Under the terms of the agreement 4D’s proprietary MicroRx® platform will be paired with MSD’s expertise in the development and commercialisation of novel vaccines, to discover and develop LBPs as vaccines in up to three undisclosed indications. 4D has the right, subject to certain conditions, to cause MSD to purchase $5 million in ordinary shares in 4D during the first 12 months of the collaboration. In addition to an upfront cash payment, for each indication, 4D will be eligible to receive up to $347.5 million in option exercise and development and regulatory milestone payments, plus tiered royalties on annual net sales of any licensed products derived from the collaboration. MSD will be responsible for development, manufacturing and commercialisation following the exercise of any of its exclusive options.

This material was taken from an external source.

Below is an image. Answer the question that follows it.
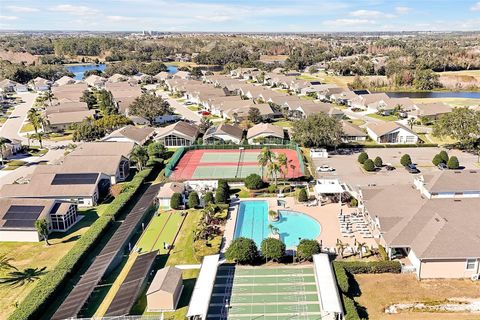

Duncan Peyton, 4D’s Chief Executive Officer, commented: “This research collaboration agreement brings together 4D’s innovation in the microbiome space and MSD’s track record of developing cutting-edge vaccines. MSD and 4D have worked closely combining world leading science to develop a workplan to advance the understanding of this field, with the aim of generating a new class of vaccines in areas of high unmet need.”
Daria Hazuda, Chief Scientific Officer of MSD’s Exploratory Science Center and MSD’s Vice President of Infectious Diseases and Vaccines Discovery Research, commented: “A key element of our focus in the Exploratory Science Center is the evaluation of emerging new areas of biology that have the potential to offer major beneficial impact to human health. By applying 4D’s MicroRx® technology we hope to gain meaningful insights into the role for the host microbiome in modulating the immune response and ultimately protection conferred by vaccines.”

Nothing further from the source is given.